SUPPLY CHAIN DISRUPTIONS: Air Cargo Shows Slow Growth in November


 Edo Michael

The International Air Transport Association (IATA) has released data for global air cargo markets showing slower growth in November 2021. Supply chain disruptions and capacity constraints impacted demand, despite economic conditions remaining favourable for the sector.

This was contained in a press release by the Air Transport Association, made available for publication on January 11, 2022.

The statement compared the monthly distortion of air cargo transportation due to the impact of COVID-19.

According to the press statement global demand, measured in cargo tonne-kilometres, went up by 3.7% compared to November 2019. This was significantly lower than the 8.2% growth seen in October 2021.

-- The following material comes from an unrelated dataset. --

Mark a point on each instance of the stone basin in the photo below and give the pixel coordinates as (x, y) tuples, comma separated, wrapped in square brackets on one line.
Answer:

Capacity was 7.6% below November 2019, which was relatively unchanged from October.

The report also highlights a high level of labour shortages, due to employees being in quarantine, insufficient storage space at some airports, and processing backlogs exacerbated by the year-end.

The retail sales in the US and China remain strong. The US retail sales were 23.5% above November 2019 levels while global goods trade rose 4.6% in October, compared to pre-crisis levels, the best rate of growth was in June.

The recent surge in air cargo capacity is due to the increase in COVID-19 cases in many advanced economies which has created strong demand for PPE shipments, usually carried by air.

“Air cargo growth was halved in November compared to October because of supply chain disruptions. All economic indicators pointed towards continued strong demand, but the pressures of labour shortages and constraints across the logistics system unexpectedly resulted in lost growth opportunities. Manufacturers, for example, were unable to get vital goods to where they were needed, including PPE. Governments must act quickly to relieve pressure on global supply chains before it permanently dents the shape of the economic recovery from COVID-19,” said Willie Walsh, IATA’s Director-General.

While Africa got the lowest word share of 1.7 percent, Asia got the highest share of 32.7 percent. Europe got 22.1 percent, North America 28.1 percent, Middle East 13.0 percent, and Latin America 2.8 percent.

The statement urged the government to ensure that aircrew operations are not hindered by COVID-19 restrictions designed for air travelers and provide innovative policy incentives to address labour shortages where they exist.